Stewart Lee likened performing at the Full Mooners to a game where
"you don’t know the rules and you suspect it may be a trap".
But of course, he knows the rules – all of them; sideways, backwards
and inside out.
His strategy is simple and devastatingly effective: beautifully timed
pauses, emphasis and judicious repetition: an endoscopy, a lubricated
anus, and floral print nightgown. He also executed a lengthy hatchet
job on Joe Pasquale for stealing other people’s jokes; never
self righteous, just clever, cool and understated.
Lee sees the ridiculous, and points it out with unpretentious verve
and while most of his material was Edinburgh 2005 verbatim, it didn’t
really matter. His art is to make you laugh at what’s coming,
and if you know what that is, then so much the better.
Maxwell promised the baying crowd that Alistair Barry was more sloshed
than any of them, but Barry was still sharp enough to discourse on
a litany of British themes - gun crime, tornadoes, Empire and pissed
awkward sex - with just the right balance of energy, anger and charisma.

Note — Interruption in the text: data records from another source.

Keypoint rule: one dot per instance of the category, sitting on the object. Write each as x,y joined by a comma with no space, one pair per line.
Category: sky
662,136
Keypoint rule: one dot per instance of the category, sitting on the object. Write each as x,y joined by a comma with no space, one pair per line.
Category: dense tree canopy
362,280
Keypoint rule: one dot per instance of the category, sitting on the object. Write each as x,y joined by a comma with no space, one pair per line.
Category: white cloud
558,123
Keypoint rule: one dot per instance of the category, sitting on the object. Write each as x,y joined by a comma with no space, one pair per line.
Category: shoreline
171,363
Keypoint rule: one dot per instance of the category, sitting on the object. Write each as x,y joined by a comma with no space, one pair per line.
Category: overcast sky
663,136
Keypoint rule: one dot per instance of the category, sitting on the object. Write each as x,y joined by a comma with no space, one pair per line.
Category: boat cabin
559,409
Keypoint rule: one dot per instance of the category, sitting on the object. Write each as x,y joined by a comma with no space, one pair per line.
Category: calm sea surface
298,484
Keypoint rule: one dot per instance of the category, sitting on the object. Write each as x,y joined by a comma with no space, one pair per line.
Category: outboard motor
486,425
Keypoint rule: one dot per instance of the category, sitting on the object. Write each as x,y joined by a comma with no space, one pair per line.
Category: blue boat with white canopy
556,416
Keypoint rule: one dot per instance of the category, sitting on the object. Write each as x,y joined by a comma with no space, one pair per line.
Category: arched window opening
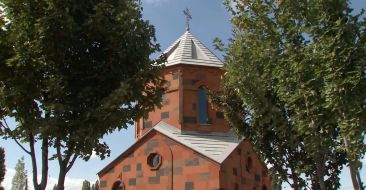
154,160
118,185
202,106
249,164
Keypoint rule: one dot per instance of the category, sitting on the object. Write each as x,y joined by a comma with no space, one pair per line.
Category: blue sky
210,20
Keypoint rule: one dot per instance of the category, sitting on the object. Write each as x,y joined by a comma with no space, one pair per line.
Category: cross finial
188,17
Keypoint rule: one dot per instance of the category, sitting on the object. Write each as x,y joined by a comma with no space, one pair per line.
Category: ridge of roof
188,50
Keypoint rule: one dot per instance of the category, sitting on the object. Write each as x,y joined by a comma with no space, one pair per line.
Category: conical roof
188,50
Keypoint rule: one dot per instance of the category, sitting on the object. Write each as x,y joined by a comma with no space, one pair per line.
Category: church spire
188,18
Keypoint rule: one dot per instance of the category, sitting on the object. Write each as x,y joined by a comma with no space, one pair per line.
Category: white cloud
70,183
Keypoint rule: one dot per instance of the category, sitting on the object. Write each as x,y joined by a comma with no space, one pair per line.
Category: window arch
249,164
118,185
202,105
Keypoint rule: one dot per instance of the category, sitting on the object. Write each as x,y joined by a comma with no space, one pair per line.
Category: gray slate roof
188,50
214,145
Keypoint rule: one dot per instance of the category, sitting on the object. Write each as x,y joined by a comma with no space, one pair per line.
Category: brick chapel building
187,144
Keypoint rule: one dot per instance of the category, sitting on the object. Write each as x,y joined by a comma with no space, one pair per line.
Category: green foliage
295,86
2,165
76,71
19,181
86,185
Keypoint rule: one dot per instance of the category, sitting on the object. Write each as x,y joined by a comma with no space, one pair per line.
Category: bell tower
191,71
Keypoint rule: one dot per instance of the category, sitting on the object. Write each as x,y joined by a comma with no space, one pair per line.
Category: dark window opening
249,164
202,106
154,160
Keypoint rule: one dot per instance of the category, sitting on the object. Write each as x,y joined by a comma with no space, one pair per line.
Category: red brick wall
236,174
181,168
180,102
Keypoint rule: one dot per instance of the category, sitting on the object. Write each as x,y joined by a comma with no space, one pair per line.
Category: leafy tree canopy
73,72
295,85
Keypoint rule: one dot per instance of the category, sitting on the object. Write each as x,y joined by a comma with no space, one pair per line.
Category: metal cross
188,17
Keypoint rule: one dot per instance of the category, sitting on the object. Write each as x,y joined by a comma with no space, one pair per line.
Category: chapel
187,144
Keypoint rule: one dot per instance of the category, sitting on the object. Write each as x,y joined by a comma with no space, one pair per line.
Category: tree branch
10,132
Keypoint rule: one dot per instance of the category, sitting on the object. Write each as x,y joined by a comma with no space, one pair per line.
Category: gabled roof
188,50
213,145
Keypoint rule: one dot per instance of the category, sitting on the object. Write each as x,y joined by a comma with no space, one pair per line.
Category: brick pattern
241,177
189,170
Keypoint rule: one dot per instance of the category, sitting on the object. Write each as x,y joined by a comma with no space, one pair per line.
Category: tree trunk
356,180
61,178
320,172
42,185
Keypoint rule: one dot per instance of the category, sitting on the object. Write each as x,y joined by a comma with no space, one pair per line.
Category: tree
95,186
297,72
78,70
2,165
86,185
19,181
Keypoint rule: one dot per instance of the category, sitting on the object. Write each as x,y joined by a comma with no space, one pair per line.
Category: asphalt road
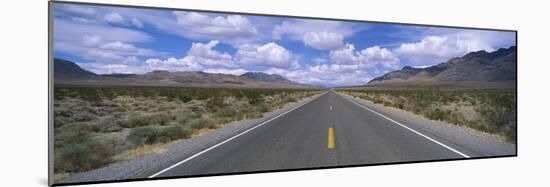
301,138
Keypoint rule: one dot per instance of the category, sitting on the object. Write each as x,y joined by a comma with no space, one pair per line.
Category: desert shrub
207,122
203,122
175,132
213,104
143,135
499,111
184,117
81,153
73,131
253,115
60,121
138,120
226,113
83,116
438,114
110,124
161,118
263,107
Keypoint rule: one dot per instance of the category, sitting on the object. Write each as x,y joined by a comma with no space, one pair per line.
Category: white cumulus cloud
366,58
204,26
136,22
114,18
323,40
436,49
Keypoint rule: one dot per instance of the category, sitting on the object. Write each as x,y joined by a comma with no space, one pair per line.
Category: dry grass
58,177
144,150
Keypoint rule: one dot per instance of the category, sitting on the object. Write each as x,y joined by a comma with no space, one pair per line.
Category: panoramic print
141,93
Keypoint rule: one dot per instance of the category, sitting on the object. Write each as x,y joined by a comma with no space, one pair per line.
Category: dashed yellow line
331,143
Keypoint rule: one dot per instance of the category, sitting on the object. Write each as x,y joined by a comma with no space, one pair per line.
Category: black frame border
51,88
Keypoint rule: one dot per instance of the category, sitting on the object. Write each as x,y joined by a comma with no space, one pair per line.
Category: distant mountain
259,76
479,68
67,72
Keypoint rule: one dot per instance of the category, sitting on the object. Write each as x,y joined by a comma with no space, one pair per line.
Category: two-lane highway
330,130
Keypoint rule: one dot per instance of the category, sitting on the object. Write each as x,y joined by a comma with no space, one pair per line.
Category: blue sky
105,39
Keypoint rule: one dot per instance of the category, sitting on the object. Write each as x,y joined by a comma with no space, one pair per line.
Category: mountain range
67,72
475,69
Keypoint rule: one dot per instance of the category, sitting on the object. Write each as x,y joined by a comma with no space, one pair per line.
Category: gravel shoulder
466,140
145,166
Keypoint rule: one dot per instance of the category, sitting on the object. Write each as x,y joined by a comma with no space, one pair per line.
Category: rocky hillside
67,72
475,68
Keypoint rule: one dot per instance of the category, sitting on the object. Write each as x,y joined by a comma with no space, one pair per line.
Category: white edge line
233,137
410,129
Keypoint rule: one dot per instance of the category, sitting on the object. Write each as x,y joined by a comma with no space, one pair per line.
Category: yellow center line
331,143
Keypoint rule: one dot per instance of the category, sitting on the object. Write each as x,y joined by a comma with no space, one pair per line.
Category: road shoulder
145,166
466,140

We don’t usually mention the compere, but since cape-wearing
young Dubliner Andrew Maxwell spent so much of the night on stage,
it should probably be noted that, while clutching a beer and howling
at fellow pissed-up ‘full mooners’, he managed to trot
out the usual cliches about inebriated weekends, the IRA, illegal
African immigrants and nuns having orgasms.